Вера войти в чужой двор не решилась. Она стояла, нервно оглядываясь по сторонам и прислушиваясь к издаваемым Пашковым звукам. Доктор опрокинул что-то жестяное, невнятно выругался, затем почиркал спичками, снова выругался и наконец затопал — застучал посохом обратно к воротам. Теперь впереди него двигался размытый лучик света от перемотанного синей изолентой электрического фонарика.
— В прихожей нашел, — выходя за калитку, пояснил он.
— В сенях, — поправила Вера.
— А, ну да, — согласился Пашков.
— А хозяева? Они разрешат нам переночевать?
— А нет тут никаких хозяев, — доктор произнес это как-то слишком легко, словно пытался не переиграть и потому безнадежно переигрывал.
— Там… что-то случилось? — с тревогой спросила девушка.

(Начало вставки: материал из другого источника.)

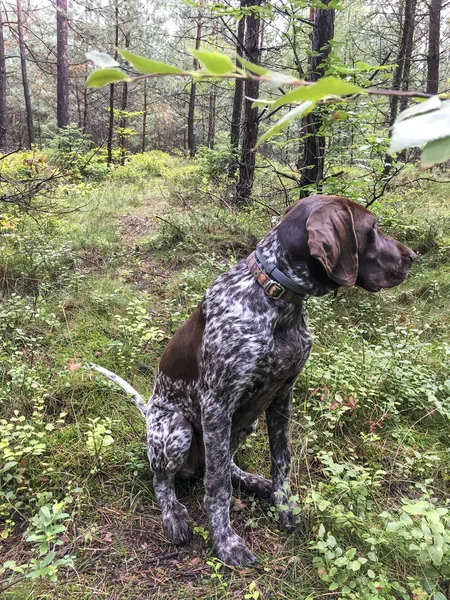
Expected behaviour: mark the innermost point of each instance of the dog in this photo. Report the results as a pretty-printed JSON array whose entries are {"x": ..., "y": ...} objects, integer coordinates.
[{"x": 238, "y": 356}]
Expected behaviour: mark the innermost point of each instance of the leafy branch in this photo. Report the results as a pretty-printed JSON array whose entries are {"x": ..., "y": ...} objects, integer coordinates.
[{"x": 426, "y": 124}]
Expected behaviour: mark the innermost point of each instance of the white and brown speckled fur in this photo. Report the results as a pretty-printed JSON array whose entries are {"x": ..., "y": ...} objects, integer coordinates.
[{"x": 235, "y": 358}]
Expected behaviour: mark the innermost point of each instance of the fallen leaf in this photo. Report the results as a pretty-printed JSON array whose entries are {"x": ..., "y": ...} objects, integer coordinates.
[{"x": 72, "y": 365}]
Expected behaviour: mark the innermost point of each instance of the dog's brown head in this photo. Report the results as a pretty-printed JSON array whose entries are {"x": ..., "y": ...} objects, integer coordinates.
[{"x": 340, "y": 241}]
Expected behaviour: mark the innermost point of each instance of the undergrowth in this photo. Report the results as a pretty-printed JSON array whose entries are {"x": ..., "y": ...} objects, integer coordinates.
[{"x": 370, "y": 424}]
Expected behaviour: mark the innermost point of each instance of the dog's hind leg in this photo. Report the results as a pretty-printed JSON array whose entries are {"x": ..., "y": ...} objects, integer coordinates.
[
  {"x": 252, "y": 484},
  {"x": 248, "y": 482},
  {"x": 169, "y": 437}
]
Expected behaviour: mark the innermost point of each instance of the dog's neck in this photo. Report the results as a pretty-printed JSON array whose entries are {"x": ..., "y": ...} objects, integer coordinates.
[{"x": 272, "y": 252}]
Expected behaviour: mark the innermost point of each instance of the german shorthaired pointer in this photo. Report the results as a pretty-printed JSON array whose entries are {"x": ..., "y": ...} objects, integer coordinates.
[{"x": 240, "y": 352}]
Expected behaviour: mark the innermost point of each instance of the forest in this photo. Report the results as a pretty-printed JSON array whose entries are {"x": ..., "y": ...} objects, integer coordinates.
[{"x": 145, "y": 148}]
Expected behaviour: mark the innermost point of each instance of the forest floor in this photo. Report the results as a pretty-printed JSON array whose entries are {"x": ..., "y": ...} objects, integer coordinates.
[{"x": 110, "y": 284}]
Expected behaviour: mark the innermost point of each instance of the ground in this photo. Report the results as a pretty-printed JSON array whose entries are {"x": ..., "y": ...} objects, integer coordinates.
[{"x": 111, "y": 283}]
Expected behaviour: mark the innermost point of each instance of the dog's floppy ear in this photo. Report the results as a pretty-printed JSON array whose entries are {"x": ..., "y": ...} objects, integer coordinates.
[{"x": 332, "y": 241}]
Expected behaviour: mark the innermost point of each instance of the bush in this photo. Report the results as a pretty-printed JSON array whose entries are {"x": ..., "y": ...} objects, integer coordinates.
[
  {"x": 150, "y": 164},
  {"x": 214, "y": 163}
]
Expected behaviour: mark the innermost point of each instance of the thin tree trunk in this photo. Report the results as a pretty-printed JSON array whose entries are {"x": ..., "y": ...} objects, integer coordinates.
[
  {"x": 62, "y": 28},
  {"x": 434, "y": 37},
  {"x": 191, "y": 111},
  {"x": 123, "y": 121},
  {"x": 248, "y": 157},
  {"x": 111, "y": 91},
  {"x": 410, "y": 27},
  {"x": 237, "y": 101},
  {"x": 212, "y": 117},
  {"x": 403, "y": 58},
  {"x": 3, "y": 121},
  {"x": 85, "y": 108},
  {"x": 314, "y": 146},
  {"x": 25, "y": 83},
  {"x": 144, "y": 120}
]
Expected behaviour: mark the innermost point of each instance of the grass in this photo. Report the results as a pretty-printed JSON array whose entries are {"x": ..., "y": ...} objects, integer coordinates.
[{"x": 110, "y": 283}]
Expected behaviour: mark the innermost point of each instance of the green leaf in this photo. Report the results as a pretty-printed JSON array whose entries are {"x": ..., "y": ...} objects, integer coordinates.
[
  {"x": 146, "y": 65},
  {"x": 213, "y": 62},
  {"x": 355, "y": 565},
  {"x": 256, "y": 69},
  {"x": 293, "y": 114},
  {"x": 101, "y": 59},
  {"x": 45, "y": 511},
  {"x": 327, "y": 86},
  {"x": 9, "y": 465},
  {"x": 420, "y": 130},
  {"x": 333, "y": 586},
  {"x": 435, "y": 152},
  {"x": 260, "y": 102},
  {"x": 47, "y": 560},
  {"x": 105, "y": 77}
]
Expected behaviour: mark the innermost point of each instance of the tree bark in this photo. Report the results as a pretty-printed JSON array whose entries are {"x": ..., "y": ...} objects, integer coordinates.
[
  {"x": 212, "y": 117},
  {"x": 111, "y": 89},
  {"x": 401, "y": 73},
  {"x": 62, "y": 28},
  {"x": 144, "y": 119},
  {"x": 3, "y": 114},
  {"x": 25, "y": 83},
  {"x": 123, "y": 107},
  {"x": 248, "y": 157},
  {"x": 191, "y": 112},
  {"x": 434, "y": 37},
  {"x": 313, "y": 160},
  {"x": 410, "y": 25},
  {"x": 237, "y": 101}
]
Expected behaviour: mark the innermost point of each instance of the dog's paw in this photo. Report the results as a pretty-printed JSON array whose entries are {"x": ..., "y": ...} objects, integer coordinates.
[
  {"x": 176, "y": 525},
  {"x": 234, "y": 552}
]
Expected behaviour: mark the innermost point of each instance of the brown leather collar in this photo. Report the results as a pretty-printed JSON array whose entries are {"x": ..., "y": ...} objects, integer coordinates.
[{"x": 272, "y": 288}]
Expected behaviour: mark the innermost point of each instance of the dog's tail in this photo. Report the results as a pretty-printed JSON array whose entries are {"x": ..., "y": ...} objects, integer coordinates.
[{"x": 127, "y": 388}]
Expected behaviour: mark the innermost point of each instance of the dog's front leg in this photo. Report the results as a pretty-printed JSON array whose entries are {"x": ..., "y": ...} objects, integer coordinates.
[
  {"x": 231, "y": 549},
  {"x": 277, "y": 417}
]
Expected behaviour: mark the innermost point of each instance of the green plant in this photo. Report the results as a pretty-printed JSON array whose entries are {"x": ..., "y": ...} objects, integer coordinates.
[
  {"x": 253, "y": 593},
  {"x": 214, "y": 163},
  {"x": 359, "y": 577},
  {"x": 136, "y": 331},
  {"x": 99, "y": 439},
  {"x": 216, "y": 575},
  {"x": 426, "y": 529}
]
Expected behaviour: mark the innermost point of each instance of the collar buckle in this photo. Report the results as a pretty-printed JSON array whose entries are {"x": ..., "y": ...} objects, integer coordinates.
[{"x": 273, "y": 289}]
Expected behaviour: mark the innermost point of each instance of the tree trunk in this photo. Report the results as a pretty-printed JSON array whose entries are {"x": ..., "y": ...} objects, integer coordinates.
[
  {"x": 123, "y": 107},
  {"x": 62, "y": 28},
  {"x": 144, "y": 120},
  {"x": 237, "y": 101},
  {"x": 401, "y": 75},
  {"x": 111, "y": 90},
  {"x": 410, "y": 25},
  {"x": 314, "y": 146},
  {"x": 248, "y": 157},
  {"x": 191, "y": 111},
  {"x": 85, "y": 108},
  {"x": 3, "y": 122},
  {"x": 25, "y": 83},
  {"x": 433, "y": 46}
]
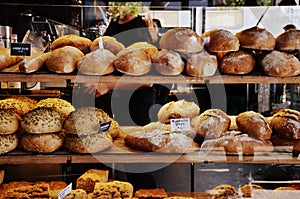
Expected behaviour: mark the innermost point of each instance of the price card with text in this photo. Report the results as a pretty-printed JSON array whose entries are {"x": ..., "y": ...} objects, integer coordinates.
[{"x": 180, "y": 124}]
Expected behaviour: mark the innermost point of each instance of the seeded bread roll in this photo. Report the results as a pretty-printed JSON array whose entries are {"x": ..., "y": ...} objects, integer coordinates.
[
  {"x": 41, "y": 143},
  {"x": 92, "y": 143},
  {"x": 42, "y": 120}
]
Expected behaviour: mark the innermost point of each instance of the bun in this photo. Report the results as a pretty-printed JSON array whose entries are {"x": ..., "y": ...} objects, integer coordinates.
[
  {"x": 98, "y": 62},
  {"x": 201, "y": 64},
  {"x": 212, "y": 123},
  {"x": 182, "y": 40},
  {"x": 280, "y": 64},
  {"x": 238, "y": 62},
  {"x": 254, "y": 124},
  {"x": 177, "y": 109},
  {"x": 256, "y": 38},
  {"x": 133, "y": 62},
  {"x": 168, "y": 62},
  {"x": 64, "y": 59},
  {"x": 78, "y": 42},
  {"x": 109, "y": 43}
]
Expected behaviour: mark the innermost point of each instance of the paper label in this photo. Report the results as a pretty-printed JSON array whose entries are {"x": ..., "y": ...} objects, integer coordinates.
[{"x": 180, "y": 124}]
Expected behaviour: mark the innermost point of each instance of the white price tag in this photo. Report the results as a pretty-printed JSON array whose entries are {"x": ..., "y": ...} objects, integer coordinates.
[
  {"x": 65, "y": 191},
  {"x": 181, "y": 124}
]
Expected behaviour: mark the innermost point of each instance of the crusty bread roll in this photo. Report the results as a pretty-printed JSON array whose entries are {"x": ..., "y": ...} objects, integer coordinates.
[
  {"x": 64, "y": 59},
  {"x": 254, "y": 124},
  {"x": 168, "y": 62},
  {"x": 98, "y": 62},
  {"x": 133, "y": 61},
  {"x": 220, "y": 40},
  {"x": 177, "y": 109},
  {"x": 288, "y": 41},
  {"x": 280, "y": 64},
  {"x": 81, "y": 43},
  {"x": 41, "y": 143},
  {"x": 286, "y": 123},
  {"x": 201, "y": 64},
  {"x": 256, "y": 38},
  {"x": 182, "y": 40},
  {"x": 42, "y": 120},
  {"x": 212, "y": 123},
  {"x": 237, "y": 63},
  {"x": 109, "y": 43}
]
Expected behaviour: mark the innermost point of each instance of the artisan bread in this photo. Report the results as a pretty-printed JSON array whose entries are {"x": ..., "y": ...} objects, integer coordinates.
[
  {"x": 177, "y": 109},
  {"x": 201, "y": 64},
  {"x": 81, "y": 43},
  {"x": 286, "y": 123},
  {"x": 280, "y": 64},
  {"x": 256, "y": 38},
  {"x": 212, "y": 123},
  {"x": 88, "y": 180},
  {"x": 254, "y": 124},
  {"x": 41, "y": 143},
  {"x": 42, "y": 120},
  {"x": 182, "y": 40},
  {"x": 237, "y": 62},
  {"x": 133, "y": 61},
  {"x": 109, "y": 43},
  {"x": 167, "y": 62},
  {"x": 64, "y": 60}
]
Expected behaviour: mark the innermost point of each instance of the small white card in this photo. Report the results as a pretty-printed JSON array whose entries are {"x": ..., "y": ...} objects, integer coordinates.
[
  {"x": 65, "y": 191},
  {"x": 180, "y": 124}
]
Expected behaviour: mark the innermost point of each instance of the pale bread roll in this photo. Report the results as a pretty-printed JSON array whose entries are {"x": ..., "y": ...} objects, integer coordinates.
[
  {"x": 64, "y": 59},
  {"x": 98, "y": 62}
]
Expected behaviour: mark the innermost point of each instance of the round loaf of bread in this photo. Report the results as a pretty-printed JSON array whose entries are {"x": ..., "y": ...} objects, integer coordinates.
[
  {"x": 109, "y": 43},
  {"x": 256, "y": 38},
  {"x": 220, "y": 40},
  {"x": 8, "y": 143},
  {"x": 254, "y": 124},
  {"x": 42, "y": 120},
  {"x": 9, "y": 122},
  {"x": 81, "y": 43},
  {"x": 177, "y": 109},
  {"x": 280, "y": 64},
  {"x": 286, "y": 123},
  {"x": 201, "y": 64},
  {"x": 64, "y": 59},
  {"x": 237, "y": 63},
  {"x": 98, "y": 62},
  {"x": 288, "y": 41},
  {"x": 41, "y": 143},
  {"x": 182, "y": 40},
  {"x": 212, "y": 123},
  {"x": 133, "y": 61},
  {"x": 92, "y": 143},
  {"x": 167, "y": 62}
]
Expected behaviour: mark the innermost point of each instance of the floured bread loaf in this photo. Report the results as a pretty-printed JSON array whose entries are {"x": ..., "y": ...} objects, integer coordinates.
[
  {"x": 177, "y": 109},
  {"x": 254, "y": 124}
]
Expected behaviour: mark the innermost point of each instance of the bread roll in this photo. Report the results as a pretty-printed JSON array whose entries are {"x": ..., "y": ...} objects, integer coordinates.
[
  {"x": 280, "y": 64},
  {"x": 177, "y": 109},
  {"x": 98, "y": 62},
  {"x": 237, "y": 63},
  {"x": 133, "y": 61},
  {"x": 64, "y": 59},
  {"x": 76, "y": 41},
  {"x": 221, "y": 41},
  {"x": 168, "y": 62},
  {"x": 182, "y": 40},
  {"x": 254, "y": 124},
  {"x": 256, "y": 38},
  {"x": 201, "y": 64},
  {"x": 288, "y": 41},
  {"x": 109, "y": 43}
]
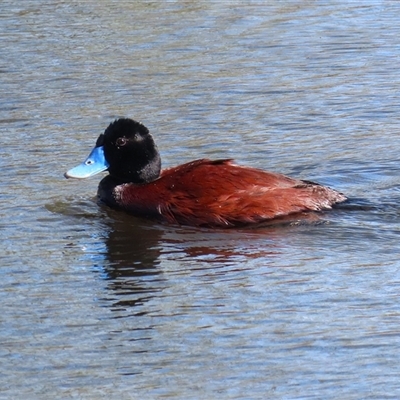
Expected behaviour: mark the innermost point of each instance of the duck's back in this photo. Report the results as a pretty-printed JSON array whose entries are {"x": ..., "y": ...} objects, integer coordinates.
[{"x": 222, "y": 194}]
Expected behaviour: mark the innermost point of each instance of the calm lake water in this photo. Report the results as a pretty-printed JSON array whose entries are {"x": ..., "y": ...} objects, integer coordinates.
[{"x": 99, "y": 305}]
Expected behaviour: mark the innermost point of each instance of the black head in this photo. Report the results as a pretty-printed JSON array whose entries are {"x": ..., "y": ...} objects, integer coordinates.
[{"x": 130, "y": 151}]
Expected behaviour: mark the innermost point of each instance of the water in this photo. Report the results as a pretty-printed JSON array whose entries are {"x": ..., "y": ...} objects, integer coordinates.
[{"x": 98, "y": 304}]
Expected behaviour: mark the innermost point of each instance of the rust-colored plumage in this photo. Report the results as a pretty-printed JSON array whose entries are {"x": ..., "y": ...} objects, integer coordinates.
[
  {"x": 222, "y": 194},
  {"x": 199, "y": 193}
]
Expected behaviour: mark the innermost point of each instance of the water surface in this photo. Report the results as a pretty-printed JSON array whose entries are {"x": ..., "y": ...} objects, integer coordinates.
[{"x": 98, "y": 304}]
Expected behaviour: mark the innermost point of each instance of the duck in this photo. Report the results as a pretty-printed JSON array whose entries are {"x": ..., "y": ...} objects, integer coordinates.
[{"x": 203, "y": 193}]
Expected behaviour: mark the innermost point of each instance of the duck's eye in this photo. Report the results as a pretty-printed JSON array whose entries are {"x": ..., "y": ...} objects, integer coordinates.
[{"x": 121, "y": 142}]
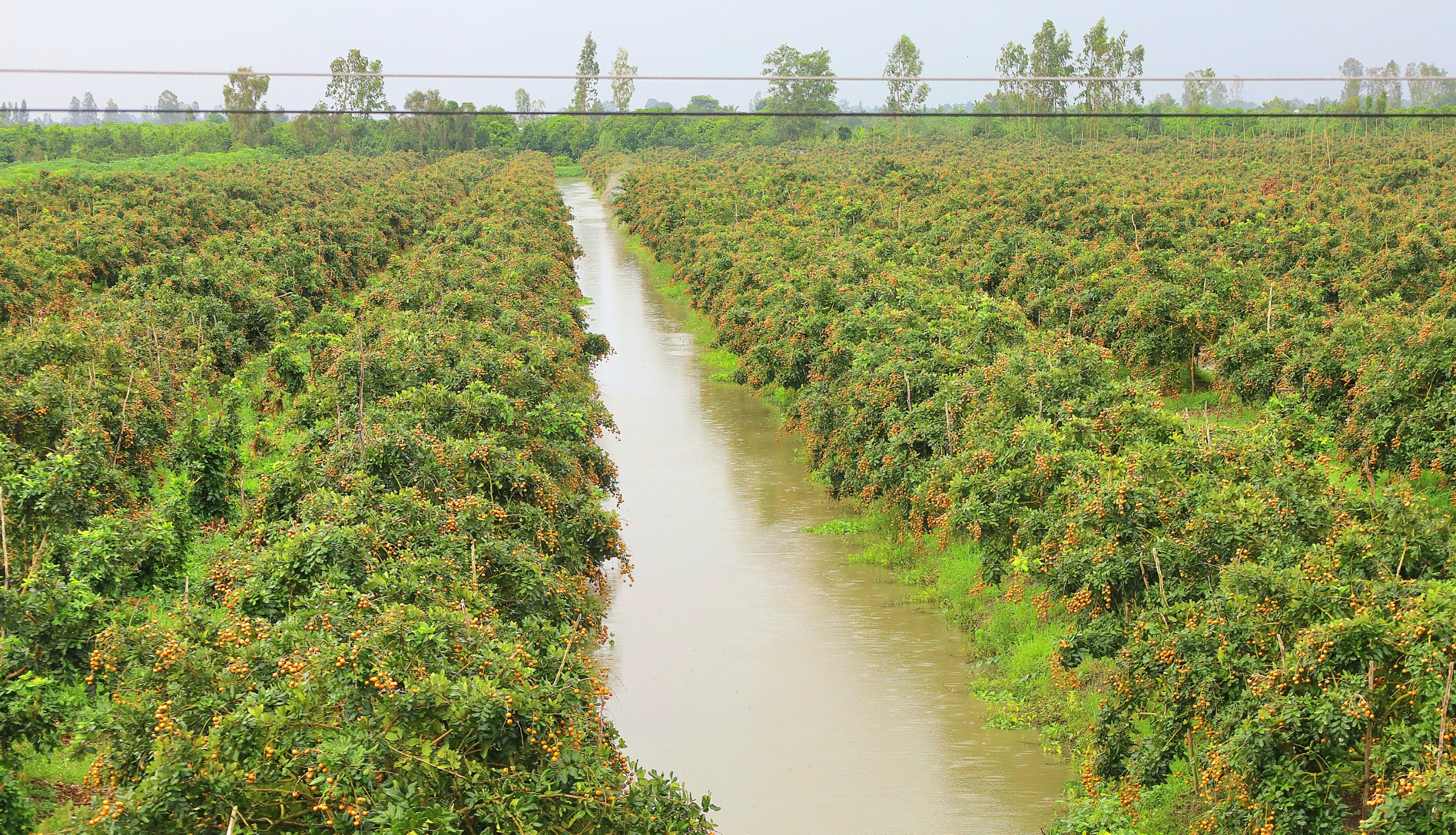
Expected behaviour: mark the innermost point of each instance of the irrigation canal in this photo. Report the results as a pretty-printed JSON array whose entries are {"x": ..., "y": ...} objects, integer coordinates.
[{"x": 749, "y": 656}]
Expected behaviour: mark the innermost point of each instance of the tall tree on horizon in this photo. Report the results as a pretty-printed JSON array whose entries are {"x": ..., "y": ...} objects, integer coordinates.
[
  {"x": 791, "y": 91},
  {"x": 89, "y": 110},
  {"x": 245, "y": 92},
  {"x": 1050, "y": 56},
  {"x": 1351, "y": 69},
  {"x": 350, "y": 91},
  {"x": 906, "y": 94},
  {"x": 584, "y": 94},
  {"x": 1106, "y": 56},
  {"x": 1428, "y": 94},
  {"x": 523, "y": 105},
  {"x": 622, "y": 89}
]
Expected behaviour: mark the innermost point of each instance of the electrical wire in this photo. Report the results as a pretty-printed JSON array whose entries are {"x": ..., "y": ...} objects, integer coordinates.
[
  {"x": 785, "y": 114},
  {"x": 765, "y": 78}
]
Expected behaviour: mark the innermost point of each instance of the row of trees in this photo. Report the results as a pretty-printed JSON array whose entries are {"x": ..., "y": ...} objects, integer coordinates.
[
  {"x": 1379, "y": 88},
  {"x": 1052, "y": 56}
]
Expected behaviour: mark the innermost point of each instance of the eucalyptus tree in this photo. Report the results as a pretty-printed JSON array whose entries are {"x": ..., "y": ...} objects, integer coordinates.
[
  {"x": 584, "y": 92},
  {"x": 357, "y": 85},
  {"x": 903, "y": 71},
  {"x": 622, "y": 89}
]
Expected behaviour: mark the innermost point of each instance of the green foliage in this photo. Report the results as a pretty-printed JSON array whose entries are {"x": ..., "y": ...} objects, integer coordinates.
[
  {"x": 16, "y": 816},
  {"x": 391, "y": 629},
  {"x": 981, "y": 348},
  {"x": 124, "y": 554}
]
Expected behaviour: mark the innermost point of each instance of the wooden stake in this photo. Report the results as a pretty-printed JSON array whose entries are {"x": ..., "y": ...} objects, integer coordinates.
[
  {"x": 362, "y": 392},
  {"x": 1441, "y": 739},
  {"x": 124, "y": 401},
  {"x": 5, "y": 541},
  {"x": 1158, "y": 564},
  {"x": 1365, "y": 790},
  {"x": 1193, "y": 761}
]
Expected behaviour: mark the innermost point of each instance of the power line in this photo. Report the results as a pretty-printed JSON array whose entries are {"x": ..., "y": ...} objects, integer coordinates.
[
  {"x": 615, "y": 78},
  {"x": 762, "y": 114}
]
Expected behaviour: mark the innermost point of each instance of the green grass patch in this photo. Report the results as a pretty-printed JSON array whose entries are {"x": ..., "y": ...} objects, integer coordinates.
[
  {"x": 164, "y": 164},
  {"x": 841, "y": 527},
  {"x": 723, "y": 365},
  {"x": 1221, "y": 410}
]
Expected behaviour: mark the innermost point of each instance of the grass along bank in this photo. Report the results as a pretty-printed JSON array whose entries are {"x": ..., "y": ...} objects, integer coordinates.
[{"x": 1012, "y": 629}]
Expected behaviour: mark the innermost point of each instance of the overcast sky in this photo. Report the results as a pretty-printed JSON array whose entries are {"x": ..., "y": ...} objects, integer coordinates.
[{"x": 675, "y": 37}]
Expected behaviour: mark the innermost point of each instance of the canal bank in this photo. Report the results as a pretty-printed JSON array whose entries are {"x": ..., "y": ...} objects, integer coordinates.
[{"x": 750, "y": 656}]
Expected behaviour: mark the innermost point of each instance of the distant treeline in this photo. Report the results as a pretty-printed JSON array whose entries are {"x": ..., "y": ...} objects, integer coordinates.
[{"x": 573, "y": 136}]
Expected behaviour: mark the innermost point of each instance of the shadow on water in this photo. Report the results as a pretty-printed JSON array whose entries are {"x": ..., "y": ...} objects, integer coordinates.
[{"x": 749, "y": 656}]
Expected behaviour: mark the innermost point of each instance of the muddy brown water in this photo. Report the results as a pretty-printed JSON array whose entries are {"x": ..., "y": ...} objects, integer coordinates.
[{"x": 749, "y": 656}]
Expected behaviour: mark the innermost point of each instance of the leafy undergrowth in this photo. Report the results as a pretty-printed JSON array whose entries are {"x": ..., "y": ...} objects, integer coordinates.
[
  {"x": 985, "y": 346},
  {"x": 342, "y": 573},
  {"x": 160, "y": 164}
]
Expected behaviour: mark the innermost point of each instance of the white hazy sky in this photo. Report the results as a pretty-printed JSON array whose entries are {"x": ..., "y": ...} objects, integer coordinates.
[{"x": 676, "y": 37}]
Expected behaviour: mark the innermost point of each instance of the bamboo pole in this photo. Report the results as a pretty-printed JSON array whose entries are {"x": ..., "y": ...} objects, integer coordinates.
[
  {"x": 1441, "y": 738},
  {"x": 5, "y": 541},
  {"x": 362, "y": 391}
]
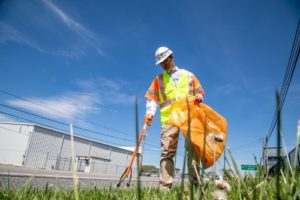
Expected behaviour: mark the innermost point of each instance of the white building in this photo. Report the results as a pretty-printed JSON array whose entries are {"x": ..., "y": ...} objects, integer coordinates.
[{"x": 36, "y": 146}]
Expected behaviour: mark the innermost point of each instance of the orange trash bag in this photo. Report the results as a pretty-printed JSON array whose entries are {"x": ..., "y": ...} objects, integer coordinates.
[{"x": 208, "y": 129}]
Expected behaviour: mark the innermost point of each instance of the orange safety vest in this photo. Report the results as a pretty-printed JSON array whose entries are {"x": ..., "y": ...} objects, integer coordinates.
[{"x": 164, "y": 91}]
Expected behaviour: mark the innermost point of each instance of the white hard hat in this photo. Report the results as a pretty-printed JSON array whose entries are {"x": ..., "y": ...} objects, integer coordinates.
[{"x": 161, "y": 54}]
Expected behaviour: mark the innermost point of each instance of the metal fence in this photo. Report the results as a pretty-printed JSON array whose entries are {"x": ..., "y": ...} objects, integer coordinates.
[{"x": 56, "y": 162}]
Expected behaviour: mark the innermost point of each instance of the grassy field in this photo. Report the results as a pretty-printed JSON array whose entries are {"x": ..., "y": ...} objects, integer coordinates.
[{"x": 249, "y": 187}]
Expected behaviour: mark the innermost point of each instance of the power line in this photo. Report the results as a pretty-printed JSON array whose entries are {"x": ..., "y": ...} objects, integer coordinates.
[
  {"x": 60, "y": 112},
  {"x": 292, "y": 63},
  {"x": 56, "y": 121},
  {"x": 32, "y": 121}
]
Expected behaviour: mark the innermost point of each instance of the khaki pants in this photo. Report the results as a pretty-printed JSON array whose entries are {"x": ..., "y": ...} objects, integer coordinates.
[{"x": 169, "y": 141}]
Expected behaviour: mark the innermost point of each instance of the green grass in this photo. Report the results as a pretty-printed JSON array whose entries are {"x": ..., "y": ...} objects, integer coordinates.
[{"x": 258, "y": 188}]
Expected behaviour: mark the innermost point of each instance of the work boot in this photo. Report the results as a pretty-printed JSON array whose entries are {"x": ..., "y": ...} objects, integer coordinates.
[{"x": 164, "y": 188}]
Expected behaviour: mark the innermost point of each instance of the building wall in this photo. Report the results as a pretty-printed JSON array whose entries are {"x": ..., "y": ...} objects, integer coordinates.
[
  {"x": 13, "y": 142},
  {"x": 43, "y": 148},
  {"x": 40, "y": 147}
]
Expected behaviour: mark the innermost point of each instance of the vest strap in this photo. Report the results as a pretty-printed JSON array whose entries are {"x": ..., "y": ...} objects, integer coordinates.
[{"x": 166, "y": 103}]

— Нет, просто ушли второпях… Беспорядок. А собака, видимо, сдохла. Нет ее ни во дворе, ни в будке…
— А-а…
— Мы лучше в центр пойдем, — он незаметно подтолкнул Веру вперед. — В местную больницу… Коллеги не откажут в приюте.
— Володя, это же маленькая деревня, — девушка покачала головой. — Здесь, наверное, нет даже фельдшера.
— Ну… тогда просто другой дом поищем, — торопливо исправился Пашков. — Идем, идем…
— Другой? — Вера заглянула ему в лицо. — С живой собакой?
Доктор отвел глаза в сторону и молча кивнул. Рассказать этой и так уже до смерти запуганной девочке о том, что увидел в доме, он был просто не в силах. Или дело было не в Вере, а в нем самом. Он давно уже не расстраивался при виде крови или трупов, но никогда ему не доводилось видеть их на месте преступления, да еще в таком количестве. В этом вымершем доме еще утром жила семья из шести человек. Теперь они — двое взрослых и четверо детей — лежали в кроватях с одинаково перерезанными глотками…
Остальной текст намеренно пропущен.